Cameron's fascination with the deep sea has already led to one of the most successful films of all time: "Titanic." It appears to have shaped "Avatar," too. The oceans' depths have a curious answer to sunlight, which has never been seen there. It's called bioluminescence – organisms' ability to create their own light. Fireflies are perhaps the most obvious example, but the bioluminescent fish of the deep sea tell a different story – that nature, when deprived of light, sometimes creates its own.
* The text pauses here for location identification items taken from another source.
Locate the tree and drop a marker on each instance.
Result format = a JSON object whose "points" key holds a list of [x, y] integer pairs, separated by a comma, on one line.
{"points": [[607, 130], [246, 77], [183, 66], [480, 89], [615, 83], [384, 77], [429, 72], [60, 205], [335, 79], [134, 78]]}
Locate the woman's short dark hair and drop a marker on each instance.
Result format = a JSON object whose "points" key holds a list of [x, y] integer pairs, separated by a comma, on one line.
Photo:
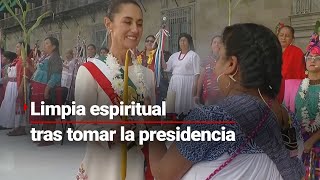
{"points": [[214, 37], [104, 48], [190, 41], [115, 5], [152, 36], [28, 47], [10, 55], [54, 41], [291, 29], [259, 55]]}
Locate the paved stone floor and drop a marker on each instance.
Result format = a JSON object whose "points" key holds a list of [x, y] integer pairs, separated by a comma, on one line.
{"points": [[21, 159]]}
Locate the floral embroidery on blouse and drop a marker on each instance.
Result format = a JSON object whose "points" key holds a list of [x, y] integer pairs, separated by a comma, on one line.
{"points": [[197, 151], [82, 174]]}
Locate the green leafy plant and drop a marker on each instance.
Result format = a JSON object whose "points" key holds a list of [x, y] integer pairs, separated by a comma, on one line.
{"points": [[22, 20], [233, 4]]}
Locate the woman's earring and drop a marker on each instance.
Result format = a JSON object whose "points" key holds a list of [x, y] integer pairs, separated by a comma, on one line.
{"points": [[228, 85], [232, 76]]}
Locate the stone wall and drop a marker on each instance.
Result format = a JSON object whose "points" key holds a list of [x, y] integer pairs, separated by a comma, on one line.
{"points": [[210, 17]]}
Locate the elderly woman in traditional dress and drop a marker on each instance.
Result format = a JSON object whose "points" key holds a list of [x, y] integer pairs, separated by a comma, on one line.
{"points": [[207, 89], [249, 75], [308, 109], [101, 83], [45, 81], [8, 105], [185, 67]]}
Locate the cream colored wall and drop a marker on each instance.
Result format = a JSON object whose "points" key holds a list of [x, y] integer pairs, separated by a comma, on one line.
{"points": [[211, 16], [68, 33]]}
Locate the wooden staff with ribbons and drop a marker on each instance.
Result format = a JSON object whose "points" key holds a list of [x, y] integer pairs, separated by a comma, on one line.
{"points": [[125, 101]]}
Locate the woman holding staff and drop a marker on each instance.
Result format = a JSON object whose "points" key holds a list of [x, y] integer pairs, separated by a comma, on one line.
{"points": [[102, 83]]}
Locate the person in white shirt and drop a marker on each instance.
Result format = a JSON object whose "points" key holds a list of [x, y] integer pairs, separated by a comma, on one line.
{"points": [[92, 53]]}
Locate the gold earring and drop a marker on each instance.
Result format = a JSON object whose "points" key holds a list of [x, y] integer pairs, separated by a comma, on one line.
{"points": [[232, 76]]}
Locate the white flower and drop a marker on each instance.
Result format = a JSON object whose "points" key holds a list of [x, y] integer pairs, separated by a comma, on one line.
{"points": [[117, 81], [307, 123]]}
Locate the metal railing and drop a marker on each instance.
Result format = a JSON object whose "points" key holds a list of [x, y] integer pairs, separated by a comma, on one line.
{"points": [[305, 6], [57, 7]]}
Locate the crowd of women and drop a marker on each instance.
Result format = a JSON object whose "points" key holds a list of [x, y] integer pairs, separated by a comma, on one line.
{"points": [[253, 76]]}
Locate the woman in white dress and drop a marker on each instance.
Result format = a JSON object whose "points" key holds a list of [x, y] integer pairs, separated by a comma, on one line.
{"points": [[8, 106], [185, 67], [249, 76], [102, 160]]}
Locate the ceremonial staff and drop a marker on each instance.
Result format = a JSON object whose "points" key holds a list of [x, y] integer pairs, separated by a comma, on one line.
{"points": [[125, 101], [26, 34], [160, 39]]}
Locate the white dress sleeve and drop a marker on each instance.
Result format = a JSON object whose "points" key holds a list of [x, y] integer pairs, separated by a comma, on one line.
{"points": [[170, 63], [196, 64], [86, 93]]}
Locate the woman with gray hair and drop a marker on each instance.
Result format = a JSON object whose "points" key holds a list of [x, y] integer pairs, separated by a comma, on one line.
{"points": [[185, 67]]}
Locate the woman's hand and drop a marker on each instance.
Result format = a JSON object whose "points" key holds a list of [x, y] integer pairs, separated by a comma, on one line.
{"points": [[47, 93], [20, 92], [117, 136], [196, 100], [308, 145]]}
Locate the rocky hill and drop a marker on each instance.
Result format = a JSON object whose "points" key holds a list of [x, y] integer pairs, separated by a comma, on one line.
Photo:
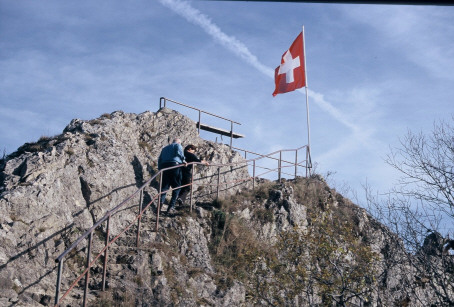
{"points": [[290, 243]]}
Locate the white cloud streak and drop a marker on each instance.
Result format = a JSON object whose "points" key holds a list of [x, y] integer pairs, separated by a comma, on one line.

On Pandora, where the nights can be many Earth days long, Cameron has suggested that an entire bioluminescent ecosystem could emerge. This is where Cameron's decision to make Pandora a moon – and not a planet – comes in. Moons, including Earth's, are typically "locked" to their planets, with one side eternally facing the planet and one side eternally facing out into space. What this means is that one day on a moon equals the time it takes to orbit its parent planet – a long time.

Home Sweet Moon

But could a moon hold life? Potentially, yes. Actually, making Pandora a moon appears to be an acknowledgment of recent science. Astronomers are still looking for planets like Earth – small and rocky – within the so-called "Goldilocks zone": Not so close to its star that its life-giving water evaporates, yet not so far away that it freezes into ice. But small planets are hard to find. Instead, scientists have found gas giants like Saturn in the habitable zone around stars. Those planets are not inhabitable – but their moons could be.

That makes moons a good place to start looking for alien life. "All of the gas giant planets in our solar system have rocky and icy moons," Lisa Kaltenegger of the Harvard-Smithsonian Center for Astrophysics in Cambridge, Mass., told AP. "That raises the possibility that alien Jupiters will also have moons. Some of those may be Earth-sized and able to hold onto an atmosphere."

The problem is that gas giants emit tremendous amounts of radiation. The daily radiation on Jupiter's Io, for instance, is 4,000 times the lethal dose. Yet here again, Cameron uses science to solve science's own problems. The robust magnetic field created by Pandora's superconductivity deflects the radiation. At one point in the film, a spectacular aurora dances overhead. Striking filmmaking, yes.